Le phénomène du suicide au travail est surtout apparu dans les années 1990. Avant cela, comme l’homme ne devait pas laisser transparaître sa souffrance, le suicide avait majoritairement lieu à distance du travail. « Il y a toujours eu des suicides au travail, mais ils concernaient des professions spécifiques, comme celle des agriculteurs confrontés à la solitude ou au surendettement, ou celle des policiers », note la sociologue Nicole Aubert. Une explication à l’évolution croissante du nombre de suicides au travail réside dans l’augmentation de la souffrance au travail ainsi que dans la diminution du collectif (quand la solidarité est présente, les collègues ont plus de chance de prendre conscience du risque suicidaire).

Les signes de repérage

Le premier facteur de risque de suicide, c’est la dépression : on considère que près de 70 % des personnes qui se suicident souffraient d’une dépression. Une première étape de prévention peut donc être de repérer les signes d’une dépression : tristesse, isolement et pensées négatives.

Les facteurs prédictifs forts d’un passage à l’acte sont :

  • La verbalisation de l’intention, directe ou indirecte : des phrases du type « je n’en peux plus, je ne peux plus continuer » ou « si je suis encore là lundi »
  • L’existence de troubles psychiatriques
  • Un état d’instabilité, une agitation importante
  • Des antécédents personnels ou familiaux de suicide ou tentative de suicide

De façon générale, il faut être alerté par quelqu’un qui devient cynique, perd espoir, n’a plus d’estime de lui-même.

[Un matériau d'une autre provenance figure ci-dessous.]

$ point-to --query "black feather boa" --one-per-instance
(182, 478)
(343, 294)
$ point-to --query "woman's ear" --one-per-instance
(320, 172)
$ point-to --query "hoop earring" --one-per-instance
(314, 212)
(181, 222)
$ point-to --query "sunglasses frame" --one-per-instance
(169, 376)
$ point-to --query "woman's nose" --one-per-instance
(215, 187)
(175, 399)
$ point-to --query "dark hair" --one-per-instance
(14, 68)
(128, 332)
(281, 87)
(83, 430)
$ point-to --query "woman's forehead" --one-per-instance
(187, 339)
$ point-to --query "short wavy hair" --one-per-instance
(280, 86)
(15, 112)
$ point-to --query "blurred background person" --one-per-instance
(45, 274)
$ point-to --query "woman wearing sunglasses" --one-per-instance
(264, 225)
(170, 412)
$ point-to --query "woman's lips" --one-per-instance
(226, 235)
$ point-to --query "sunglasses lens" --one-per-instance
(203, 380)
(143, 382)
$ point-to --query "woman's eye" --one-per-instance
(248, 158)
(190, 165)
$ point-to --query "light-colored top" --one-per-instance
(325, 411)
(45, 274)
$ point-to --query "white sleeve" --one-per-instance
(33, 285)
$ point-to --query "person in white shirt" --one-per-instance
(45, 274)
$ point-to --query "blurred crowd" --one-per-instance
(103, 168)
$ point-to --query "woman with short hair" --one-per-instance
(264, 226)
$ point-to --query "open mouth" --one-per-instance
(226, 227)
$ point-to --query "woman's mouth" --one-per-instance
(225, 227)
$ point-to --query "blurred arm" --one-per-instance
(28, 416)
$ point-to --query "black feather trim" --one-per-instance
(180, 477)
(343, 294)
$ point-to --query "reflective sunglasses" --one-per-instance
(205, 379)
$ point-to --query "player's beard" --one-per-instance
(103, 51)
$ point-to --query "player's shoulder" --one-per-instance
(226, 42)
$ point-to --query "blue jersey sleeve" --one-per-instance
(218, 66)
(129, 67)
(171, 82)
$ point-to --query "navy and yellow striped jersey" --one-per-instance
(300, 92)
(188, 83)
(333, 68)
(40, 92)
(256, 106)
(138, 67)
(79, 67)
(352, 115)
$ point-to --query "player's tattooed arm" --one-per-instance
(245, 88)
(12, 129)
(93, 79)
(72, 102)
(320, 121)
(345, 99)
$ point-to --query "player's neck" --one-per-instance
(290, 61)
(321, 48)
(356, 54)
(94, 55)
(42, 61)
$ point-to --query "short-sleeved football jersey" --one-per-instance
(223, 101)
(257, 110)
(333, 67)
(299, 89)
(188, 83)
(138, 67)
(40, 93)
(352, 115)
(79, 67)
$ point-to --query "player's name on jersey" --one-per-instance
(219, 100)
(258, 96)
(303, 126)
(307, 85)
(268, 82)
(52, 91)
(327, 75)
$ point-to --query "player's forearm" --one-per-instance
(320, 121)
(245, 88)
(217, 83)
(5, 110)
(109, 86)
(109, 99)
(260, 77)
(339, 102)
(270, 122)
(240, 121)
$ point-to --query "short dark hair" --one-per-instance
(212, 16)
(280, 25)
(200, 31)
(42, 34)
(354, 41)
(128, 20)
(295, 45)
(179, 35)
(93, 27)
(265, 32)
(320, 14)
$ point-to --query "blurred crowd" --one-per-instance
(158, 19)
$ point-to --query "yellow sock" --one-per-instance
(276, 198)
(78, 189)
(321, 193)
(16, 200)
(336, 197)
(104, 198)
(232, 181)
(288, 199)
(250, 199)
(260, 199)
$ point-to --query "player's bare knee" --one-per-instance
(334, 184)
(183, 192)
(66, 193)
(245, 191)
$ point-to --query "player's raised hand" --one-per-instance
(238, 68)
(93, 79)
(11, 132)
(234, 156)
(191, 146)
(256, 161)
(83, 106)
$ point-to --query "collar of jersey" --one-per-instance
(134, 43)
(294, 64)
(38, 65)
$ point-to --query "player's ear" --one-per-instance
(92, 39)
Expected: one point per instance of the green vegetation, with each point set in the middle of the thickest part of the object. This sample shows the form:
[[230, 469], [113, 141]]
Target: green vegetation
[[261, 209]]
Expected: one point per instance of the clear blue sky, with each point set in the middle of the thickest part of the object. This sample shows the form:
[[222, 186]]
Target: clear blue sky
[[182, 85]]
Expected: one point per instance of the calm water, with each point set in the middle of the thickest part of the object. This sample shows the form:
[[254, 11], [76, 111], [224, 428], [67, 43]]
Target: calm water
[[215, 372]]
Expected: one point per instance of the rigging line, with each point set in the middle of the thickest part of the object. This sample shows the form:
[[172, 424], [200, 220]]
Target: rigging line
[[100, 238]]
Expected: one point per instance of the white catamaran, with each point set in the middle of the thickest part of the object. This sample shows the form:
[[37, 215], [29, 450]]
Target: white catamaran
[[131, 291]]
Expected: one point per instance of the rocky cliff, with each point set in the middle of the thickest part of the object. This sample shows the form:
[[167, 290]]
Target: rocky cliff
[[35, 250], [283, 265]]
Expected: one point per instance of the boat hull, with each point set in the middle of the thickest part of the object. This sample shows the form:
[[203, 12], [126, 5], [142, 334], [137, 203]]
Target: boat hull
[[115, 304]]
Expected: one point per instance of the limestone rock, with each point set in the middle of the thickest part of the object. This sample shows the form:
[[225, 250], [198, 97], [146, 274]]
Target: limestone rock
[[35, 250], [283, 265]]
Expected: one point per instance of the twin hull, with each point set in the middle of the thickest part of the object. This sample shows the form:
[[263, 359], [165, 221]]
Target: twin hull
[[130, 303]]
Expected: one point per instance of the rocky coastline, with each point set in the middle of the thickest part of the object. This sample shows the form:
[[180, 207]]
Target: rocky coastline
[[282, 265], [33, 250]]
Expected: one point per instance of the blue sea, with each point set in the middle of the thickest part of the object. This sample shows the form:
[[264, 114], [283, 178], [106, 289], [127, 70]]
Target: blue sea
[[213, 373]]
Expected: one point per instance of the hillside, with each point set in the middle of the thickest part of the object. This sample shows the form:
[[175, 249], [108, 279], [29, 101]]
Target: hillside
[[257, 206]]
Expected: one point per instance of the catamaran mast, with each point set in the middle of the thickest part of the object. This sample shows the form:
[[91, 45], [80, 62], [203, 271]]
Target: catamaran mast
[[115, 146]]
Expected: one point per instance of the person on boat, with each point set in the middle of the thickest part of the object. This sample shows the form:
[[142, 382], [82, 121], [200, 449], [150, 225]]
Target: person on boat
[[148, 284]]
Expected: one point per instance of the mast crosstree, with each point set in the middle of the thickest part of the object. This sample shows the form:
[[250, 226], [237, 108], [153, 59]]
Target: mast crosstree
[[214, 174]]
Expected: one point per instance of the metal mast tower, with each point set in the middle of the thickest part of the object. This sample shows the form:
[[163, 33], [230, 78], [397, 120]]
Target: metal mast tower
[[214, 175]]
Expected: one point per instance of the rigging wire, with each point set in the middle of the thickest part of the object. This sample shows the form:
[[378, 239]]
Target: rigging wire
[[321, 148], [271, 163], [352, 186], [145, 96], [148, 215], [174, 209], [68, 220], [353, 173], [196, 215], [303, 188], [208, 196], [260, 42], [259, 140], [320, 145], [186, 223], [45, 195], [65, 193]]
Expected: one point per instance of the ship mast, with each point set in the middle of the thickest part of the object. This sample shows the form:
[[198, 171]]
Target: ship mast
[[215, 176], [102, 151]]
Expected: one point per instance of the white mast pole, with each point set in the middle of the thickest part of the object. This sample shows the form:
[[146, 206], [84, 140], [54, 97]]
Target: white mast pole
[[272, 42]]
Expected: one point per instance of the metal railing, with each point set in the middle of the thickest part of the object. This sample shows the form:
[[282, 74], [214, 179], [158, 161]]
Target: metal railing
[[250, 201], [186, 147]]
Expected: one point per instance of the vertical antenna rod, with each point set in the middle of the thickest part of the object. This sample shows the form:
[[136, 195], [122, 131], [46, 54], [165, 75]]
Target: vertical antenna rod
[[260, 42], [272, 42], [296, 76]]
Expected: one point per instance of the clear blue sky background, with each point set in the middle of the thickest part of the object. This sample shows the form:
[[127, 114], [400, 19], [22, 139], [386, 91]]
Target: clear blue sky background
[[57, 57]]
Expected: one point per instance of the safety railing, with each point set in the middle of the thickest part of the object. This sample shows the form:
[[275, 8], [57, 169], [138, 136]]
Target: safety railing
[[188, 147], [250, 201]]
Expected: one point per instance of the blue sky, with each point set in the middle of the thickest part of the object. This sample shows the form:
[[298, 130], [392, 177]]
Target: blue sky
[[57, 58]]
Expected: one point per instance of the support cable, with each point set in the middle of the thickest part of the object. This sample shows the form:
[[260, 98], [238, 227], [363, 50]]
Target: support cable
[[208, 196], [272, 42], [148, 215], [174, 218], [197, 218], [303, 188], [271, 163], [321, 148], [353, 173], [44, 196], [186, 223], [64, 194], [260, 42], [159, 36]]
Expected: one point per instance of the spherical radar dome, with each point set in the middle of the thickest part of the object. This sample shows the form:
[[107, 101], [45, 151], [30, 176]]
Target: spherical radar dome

La prise en charge au niveau individuel

Accompagner une personne en risque suicidaire, c’est, premièrement, lutter contre quelques stéréotypes :

  • « Le suicide, un acte courageux ou au contraire un acte de lâcheté » : ce n’est ni l’un, ni l’autre, c’est juste la traduction d’un sentiment d’incapacité à sortir d’une impasse dans laquelle on se sent ;
  • « Ce ne sont pas ceux qui en parlent qui passent à l’acte » (croyance malheureusement très ancrée) : et si, puisque 75% des suicidés avaient évoqué leur intention au préalable, ne serait-ce que de façon indirecte.
  • « Parler suicide avec quelqu’un va augmenter le risque de passage à l’acte » : au contraire, c’est en étant dans l’écoute et le questionnement qu’on réduit le risque.

La seconde action clé est « d’oser, y aller » et en parler directement : « Je t’ai entendu dire que tu n’étais pas sûr d’être là lundi, qu’est-ce que tu voulais dire par là ? » « Je te trouve très sombre dans tes propos depuis quelques jours, as-tu des idées noires ? Si oui : Au point d’avoir songé à te suicider ? Si oui : mais as-tu déjà pensé concrètement à la façon dont tu t’y prendrais ? »

A partir de cet échange, l’urgence sera déterminée sur la base des éléments suivants :

  • L’existence d’un scénario élaboré (description du mode opératoire)
  • Le sentiment pour la personne de n’avoir aucune autre solution
  • L’annonce d’avoir pris ses dispositions

La conduite à tenir sera différente selon le degré de risque :

  • En cas de risque faible ou modéré (scénario non ou peu élaboré, pas d’antécédent, peu de notion d’urgence), il faut pousser la personne à consulter rapidement (urgences, hospitalisation en service de psychiatrie) et déclencher en parallèle une visite auprès du médecin du travail
  • En cas de risque élevé (scénario élaboré, suicide programmé, accès direct à des moyens, état d’agitation, distanciation émotionnelle, troubles psychiatriques connus), il faut impérativement appeler le SAMU pour une hospitalisation (y compris contre le gré de la personne). Je vous invite à consulter, pour plus de détails, un site très bien réalisé : http://www.barbery.net/psy/suicide/quefaire.htm

Prise en charge par l’entreprise en cas de suicide ou de tentative de suicide

En cas de suicide ou de tentative de suicide (sur le lieu du travail ou lié au travail), l’entreprise doit réagir en urgence car c’est un événement choquant et potentiellement traumatisant pour le collectif de travail.

La difficulté va résider, selon Christophe Dejours, dans le fait que « celui qui s’aventure dans une entreprise touchée par un cas de suicide se heurte au silence des acteurs en présence, non pas seulement des directions, mais des salariés et de leurs élus eux-mêmes. Il est extrêmement pénible et angoissant de parler du suicide d’un collaborateur ».  Pourtant, la manière dont l’entreprise va traiter l’urgence puis analyser cet événement est déterminante pour la suite de son activité. Il faut être conscient que le fait de pas traiter ce sujet va augmenter le risque de dégradation de la santé mentale chez ceux qui restent.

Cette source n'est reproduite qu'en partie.